Le Sage, Alain Rene (1668-1747), the author of Gil Bias, was born at Sarzeau, near the Breton coast, a few miles S. of Vannes. He was educated by the Jesuits, called to the Parisian bar in 1692, and he married two years later a poor but beautiful girl, Marie Huyard. The turning-point in his life was when the Abbe de Lyonne placed his large Spanish library at the young man's disposal and added a pension to support his literary efforts. In the early years of the 18th century Le Sage translated plays of Rojas, Lope de Vega, and Avellaneda's continuation of Don Quixote, in 1705 his adaptation of Calderon's Bon Cesar Ursin was acted at the Court with success; but it was his Crispin Rival de son Maitre, a farce produced in 1707, which laid the foundation of his reputation. In the latter year also Le Sage's second greatest and his most popular work, Le Diable Boiteux, was published. In 1735 he revised it, and left it in its present form.
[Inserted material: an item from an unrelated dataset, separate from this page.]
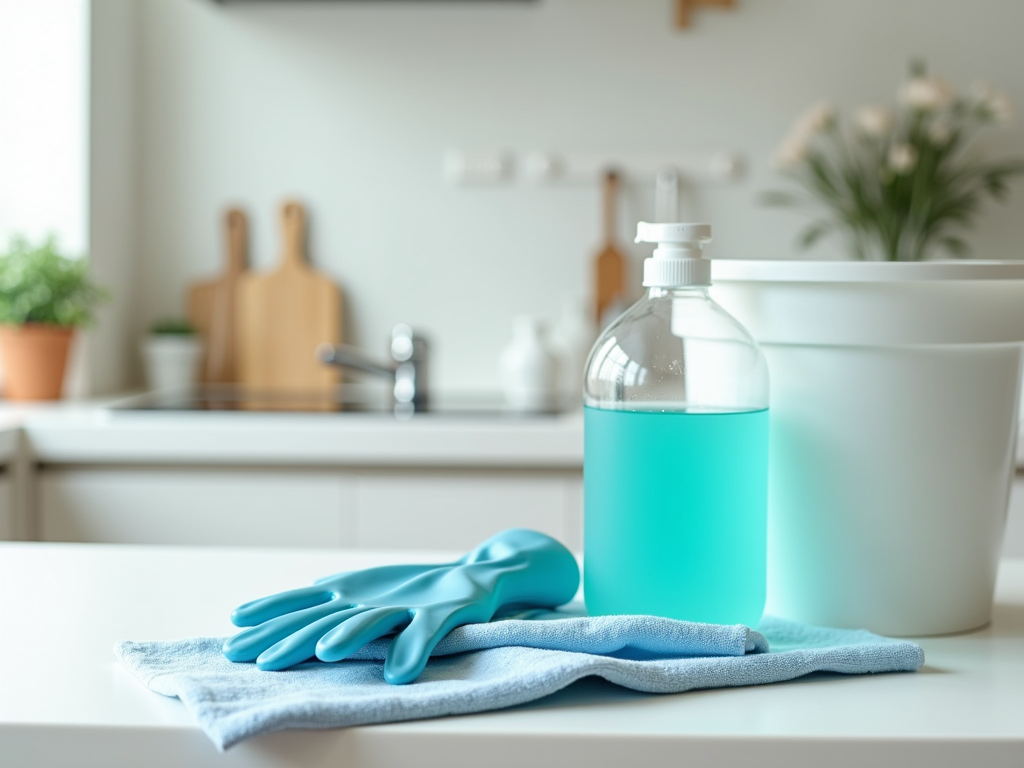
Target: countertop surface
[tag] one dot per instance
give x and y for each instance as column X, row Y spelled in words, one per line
column 65, row 698
column 91, row 433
His best play, Turcaret, which was a retouching and enlargement of a rejected trifle called Les Etrennes, appeared in 1709. It was a satire on contemporary financiers, who met it with an organised opposition. Soon after this Le Sage transferred his services from the Theatre Francais to the Theatre de la Foire, for which he wrote numerous light comic pieces and operettas. Meanwhile he was also at work upon his masterpiece, the first two parts of which were published in 1715; a third part appeared in 1724, and the concluding one in 1735. Le Sage spent the last seven years of his life at Boulogne.